Los llamados guetos —una treintena de barrios desfavorecidos repartidos por el país, con bajos ingresos, mayor criminalidad y con un gran porcentaje de no occidentales, según los criterios oficiales— son un tema controvertido. El Gobierno decidió hace unos meses que el 50% de los residentes de estos guetos (ahora han cambiado el nombre y les llaman “sociedades paralelas”) tienen que ser occidentales (antes se fijó en el 30%), lo que significa que muchas familias van a tener que ser realojadas, aunque su contrato de alquiler les permitiera quedarse.
Uno de estos lugares es Mjolnerparken, un complejo de 500 viviendas sociales de ladrillo visto construido en los años ochenta en la capital danesa. Desde el exterior, la urbanización no parece tener nada especial. Cuatro grandes bloques de cuatro plantas, un gran parque enfrente, limpio, con césped. En una de las aceras, Asif Mehmood, de 52 años, espera a un amigo. Se mudó desde Pakistán en 1994, cuando era un área en la que nadie hacía cola por vivir. Años después, el distrito en el que se encuentra, Norrebro, se ha puesto de moda y la demanda de vivienda en la zona se ha multiplicado. “Quieren derribar mi edificio para construir viviendas nuevas y que el barrio sea más diverso, pero ¿a dónde vamos a ir mi familia y yo? Aún no lo sabemos”, explica. Mehmood está convencido de que el interés de la operación es económico. Por ello, junto con otros 11 vecinos afectados, ha demandado al Gobierno por esta medida, que considera discriminatoria.

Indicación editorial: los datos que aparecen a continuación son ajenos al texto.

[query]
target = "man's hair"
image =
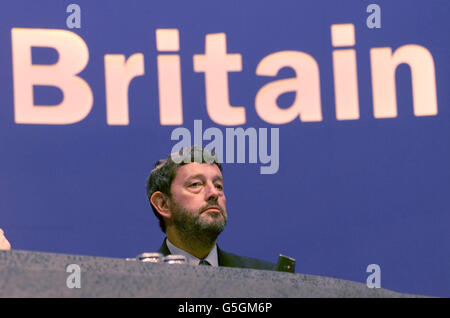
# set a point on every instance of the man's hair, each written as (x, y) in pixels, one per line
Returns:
(165, 171)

En el parque los jóvenes juegan al fútbol y al baloncesto. Tres chicas, vestidas con pantalón corto y camiseta de tirantes, bailan al ritmo de la música que sale del móvil. A pocos metros, otras tres chicas charlan sentadas con el hiyab puesto. Antes de despedirse para irse con su amigo, Mehmood destaca que el barrio es muy diverso, que no ve que haya ningún problema real tal y como está: “No nos queremos ir”.